Auf der Suche nach einer besseren Passage gehe ich das Ufer immer weiter stromaufwärts ab.
Vergebens. Entweder ist
das Wasser zu tief oder die Strömung ist zu reißend. Das ist nicht verwunderlich, denn
nach den Gesetzen der Hydrodynamik sollte das Wasservolumen, das pro Zeiteinheit durch
den Stromquerschnitt fließt, an allen Stellen das gleiche sein. Letztlich finde ich
doch noch eine geeignete Stelle, an der ich den Mahlstrom durch geschicktes
von-Fels-zu-Fels-Hüpfen überqueren kann. Mit dem schweren Gepäck wäre dies jedoch eine
riskante Angelegenheit.
So kehre ich wieder zum Ausgangspunkt zurück und finde den Michael jammernd vor. Bei dem
Versuch, Steine in den Bach zu werfen, hat er sich einen Finger gequetscht. Dafür kam
ihm die zündende Idee, die ebenso absurd wie einleuchtend scheint: die Stromschnellen
ohne Schuhe zu überqueren! In Badelatschen a la Kneipp durch das eiskalte Wasser. So wird
es auch gemacht, schnell und schmerzhaft. Endlich am rettenden Ufer. Die Kosten dieser
mehr als peinlichen Bachaktion: eine Stunde Zeit und ein nekroser Finger. Der Profit:
saubere Füße und die Erkenntnis, dass es immer noch etwas zu lernen gibt.

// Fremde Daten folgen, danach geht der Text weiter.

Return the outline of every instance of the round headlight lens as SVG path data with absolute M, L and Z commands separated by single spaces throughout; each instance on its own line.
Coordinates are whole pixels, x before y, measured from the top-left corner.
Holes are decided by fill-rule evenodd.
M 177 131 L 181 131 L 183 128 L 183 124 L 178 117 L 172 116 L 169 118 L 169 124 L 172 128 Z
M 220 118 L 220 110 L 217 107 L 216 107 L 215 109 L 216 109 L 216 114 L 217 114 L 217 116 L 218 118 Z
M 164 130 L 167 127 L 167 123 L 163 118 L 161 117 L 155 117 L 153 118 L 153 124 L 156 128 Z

(iii) Rifugio Zsigmondy Comici
Die Füße werden rasch wieder warm, während wir den rechtsbacherischen Hang emporsteigen.
Das verhasste Gewässer liegt bald hundert Meter unter uns, als wir wieder auf den guten
alten Dolomiten-Highway treffen. Der Unterschied zu unserem Trampelpfad ist markant: breite,
ausgebaute Stufen führen die Südostflanke der Kanzel (2533m) hinauf. Wir treffen auf einen
Briten, der meint, in eight minutes wären wir an der Hütte. Wir schaffen es sogar in five.
Wie die meisten Berghütten in den Dolomiten zeichnet sich auch die Zsigmondyhütte
durch ihre exquisite Lage aus: gegenüber dem mächtigen Zwölferkofel (3094m) und seinem
dieser Tage vollkommen schneebedeckten nördlichen Schutthang.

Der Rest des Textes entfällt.